Introduction

Chris Claremont began his contributions to the Uncanny X-Men series with the 94th issue, and worked from 1975-1991 writing the popular Marvel comic series (Chris Claremont). The X-Men are mutant superheroes who traverse worlds, fighting to protect humans and mutants alike. Throughout the issues published by Claremont, the geographic setting shifts all the time, but frequently Claremont reused some of the same cities, states, countries, or parts of the world. I was interested in exploring which of these areas of the world are used the most for his issues. With the help of GIS software, this project’s focus was to create a heat map that visualizes the most frequented (Earth) locations by the X-Men, during Claremont’s run.
Sources
Claremontrun is an open-source Github repository that holds numerous datasets compiled as a part of a project tracking Claremont’s X-Men publications. There are seven datasets that have been collected in regard to this project and they all track different aspects of his issues. Here are some examples of information they hold: character information, such as their actions; locations that appear in each issue; data about issue covers; bechdel test data. My project, of course, made use of the Locations dataset. The Location data originally only had four columns–“# Issue”, “Location”, Context (e.g.”Present “,”Dream “, or “Past”), and Notes– formatted as an XLSX which contained 1,592 rows. The “Location” values are strings that either discretely describe location (e.g. Jean Grey’s Apartment, Greenwich Village, NYC), or vaguely give the location setting (or object) that the characters in (e.g. “Asteroid M, Space”, or “Plane flying over Canada”). This type of string data made it too difficult to parse in Excel or OpenRefine, so I converted it to a CSV and wrangled it using R/RStudio. I used ArcGIS Online to create my heat map and supplemental pie chart.
Presentation
I decided to use a simpler website to share my information. I created an Instant App through ArcGIS and embedded that into my website. For some reason, it at first only shows the chart, but viewers can navigate to the map themselves, or click on the provided link to an external view. I have my map and text side by side, as I thought that it might be helpful to read the process while glancing at the map to see the direct results of my decisions. I’ve also included my data at the bottom of the page so that others can use it for themselves if they ever wanted. The original data can be found in Github.
Data Processes
There was lots to do when it came to cleaning up this data. For starters, I removed the “Notes” column as it contained no information relevant to my goals, and narrowed the scope of “Context” so that I was only focusing on “Present” locations. I thought there was a possibility that past or dream contexts could’ve referred to locations that were part of the X-Men series, but maybe not in the issues written by Claremont. Furthermore, I came up with a few criteria for which location data I could keep based on clarity, and whether it could actually be recognized and mapped in ArcGIS online. I used keywords and string detection to process the data in this way. Any location description that contained a word related to Space, Planet, Orbit, Spaceship, Aircraft, Plane, Dimension, or some sort of motion, I removed. Next, I wanted to standardize most of the locations so that a location such as “Stornoway, Scotland’s North-West Coast” would become “Stornoway, Scotland”. For this, I used spacyr, an R package with Named Entity Recognition (NER) which recognized and extracted locations names of cities, states, or countries. This step in my processing was where I ran into problems with OpenRefine, and decided to switch to a tool I was more familiar with. These choices left me with a much smaller, but cleaner dataset: 582 rows of mappable data. My final dataset had four columns: “Issue #”, “Location”, “Context”, and “Place” which stores all the standardized location data.
-
If only the pie chart is showing, find the small map viewer button in the top right corner. Or, click this.
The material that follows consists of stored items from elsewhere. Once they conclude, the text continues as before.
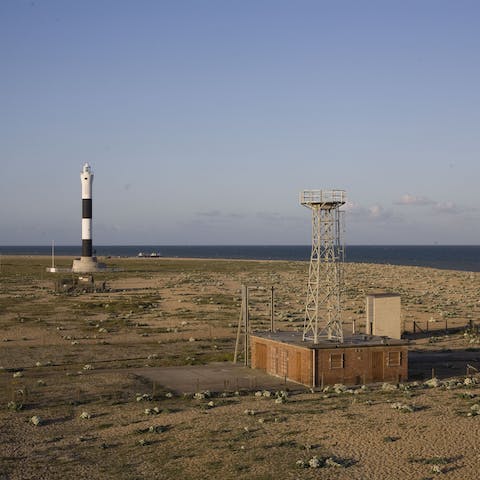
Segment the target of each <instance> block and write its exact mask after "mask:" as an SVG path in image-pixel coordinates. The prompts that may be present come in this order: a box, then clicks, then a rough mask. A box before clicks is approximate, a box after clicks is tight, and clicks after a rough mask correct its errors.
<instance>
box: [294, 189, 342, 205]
mask: <svg viewBox="0 0 480 480" xmlns="http://www.w3.org/2000/svg"><path fill="white" fill-rule="evenodd" d="M345 202H346V194H345V190H304V191H303V192H300V203H301V204H302V205H311V204H318V203H320V204H321V203H329V204H331V203H334V204H339V205H343V204H344V203H345Z"/></svg>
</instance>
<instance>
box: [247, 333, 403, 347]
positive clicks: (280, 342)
mask: <svg viewBox="0 0 480 480" xmlns="http://www.w3.org/2000/svg"><path fill="white" fill-rule="evenodd" d="M251 335H252V336H254V337H258V338H264V339H265V340H272V341H274V342H280V343H287V344H289V345H295V346H298V347H303V348H310V349H314V350H319V349H328V348H359V347H381V346H388V345H392V346H393V345H398V346H400V345H406V344H407V343H408V342H407V341H405V340H397V339H394V338H389V337H379V336H375V335H364V334H358V335H350V336H345V337H344V339H343V343H340V342H338V341H334V340H327V339H321V340H320V342H319V343H313V341H312V340H305V341H303V340H302V337H303V333H302V332H252V333H251Z"/></svg>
View my cleaned datasets below.
Final Location was used for mapping purposes, and Location Count was used for the chart.
Mapping Processes
With ArcGIS online, I chose to create a heat map because I thought it would be the best way to visualize and represent the most frequent location settings. Additionally, I kept an individual point layer that overlays the heat points so that low frequency locations could still be seen easily. It’s important to acknowledge that due to some of my earlier datasorting decisions, the locations have been more generalized than they originally were so unique locations (like a specific city park) might’ve just been grouped into that city location. Super high point accuracy was not as important for my goal, rather made sure the frequency of an area is visualized well. My pie chart also groups together locations whose frequencies are 1 into “Other” category.
Significance
Visualizing the locations from X-Men issues allows readers to perceive information that’s not necessarily clear if one is just reading book by book. The larger scope that this map covers highlights some of Claremont’s patterns and lets fans understand the writer, and series better. It could also make issues with unique locations more interesting or mysterious. In the claremontrun repository, there’s an example of a bar chart that attempts to visualize location counts. Although the chart holds some information, it feels very underwhelming and challenging to comprehend where some of these locations even are. Using digital tools to map this sort of information is not only more engaging, but also much more effective when it comes to properly representing the data and informing the viewer.